- Born: William Armistead Moale Burden July 11, 1877 Troy, New York
- Died: February 2, 1909 (aged 31) Manhattan, New York
- Education: Groton School Harvard University
- Occupation: stockbroker
- Spouse: Florence Vanderbilt Twombly ​ ​(m. 1904)​
- Children: William A. M. Burden Jr. Shirley Carter Burden
- Parent(s): I. Townsend Burden Evelyn Byrd Moale Burden

= William A. M. Burden Sr. =

American football player (1877–1909)

William Armistead Moale Burden Sr. (July 11, 1877 – February 2, 1909) was an American football guard for the Harvard Crimson football team and stock broker.

==Early life==
Burden was born on July 11, 1877 in Troy, New York to millionaire iron manufacturer I. Townsend Burden and Evelyn Byrd (Moale) Burden. He attended Groton School where he was a member of the school's football team. In 1895, he succeeded Percy Haughton as team captain.

===Harvard===
Burden played on the Harvard freshman football team in 1896. The following season he became the backup center on the varsity team. In 1898 he became a starting guard and in 1899 was the team captain. Following his senior season, Burden was named a second-team All-American by the New York Tribune and Outing and a third-team All-American by Walter Camp. Outside of football, Burden was first marshall and president of his class as well as president of the Hasty Pudding and Groton clubs. Burden graduated from Harvard in 1900.

==Career==
Immediately after leaving school, Burden, Francis Lee Higginson, John L. Saltonstall, and Augustus Jay took a trip around the world. He eventually returned to New York City, where he worked for James D. Smith & Co. On August 19, 1903, he purchased a seat on the New York Stock Exchange from Henry G. Weil for $60,000.

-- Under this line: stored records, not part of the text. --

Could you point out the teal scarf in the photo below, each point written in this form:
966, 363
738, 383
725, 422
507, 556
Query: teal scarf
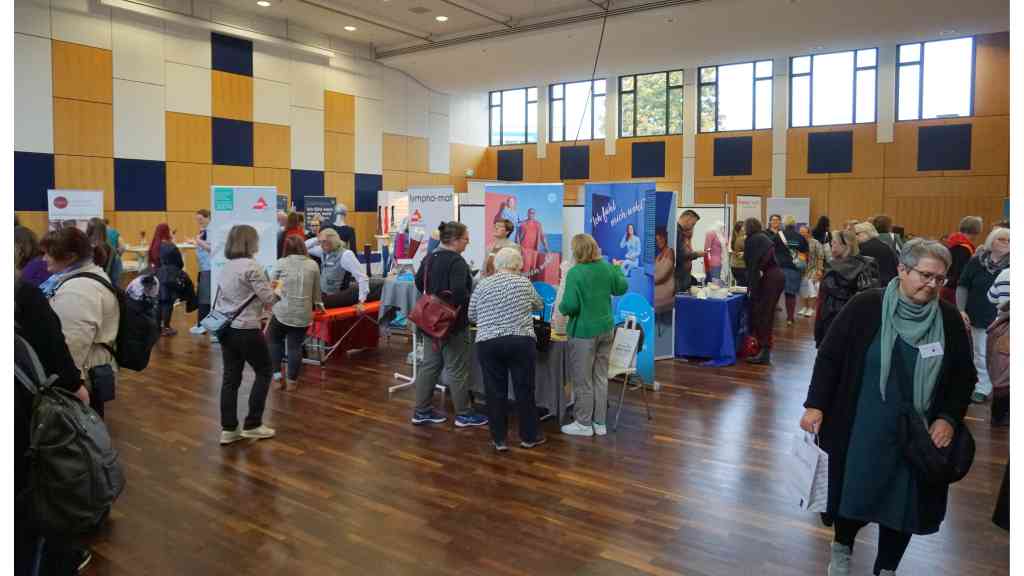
918, 325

On October 1, 1907, Burden retired as a floor member of James D. Smith & Co. due to ill health. He was sent abroad to recover, however his health did not improve.

==Personal life==
On April 12, 1904, he married Florence Vanderbilt Twombly, daughter of Hamilton McKown Twombly and Florence Vanderbilt Twombly and a granddaughter of William Henry Vanderbilt, at Saint Thomas Church in Manhattan. The couple had two sons, William A. M. Burden Jr. (who became the U.S. Ambassador to Belgium) and Shirley Carter Burden (who became a prominent photographer).

On December 2, 1908, The New York Times reported that his unknown illness had gotten worse and he had been bedridden for several months. Doctors were unable to diagnose or treat Burden's illness, which was described by The New York Times as a "chronic recurrent fever" that "attacks the patient suddenly...if he recovers, the only thing to do is prepare him for the next attack, which is sure to come". He died on February 2, 1909, aged 31, at his home in Manhattan.

===Legacy===
In 1971, Burden's widow and sons donated Burden Hall to Harvard Business School in honor of him and his grandson, William A. M. Burden III, who also died young.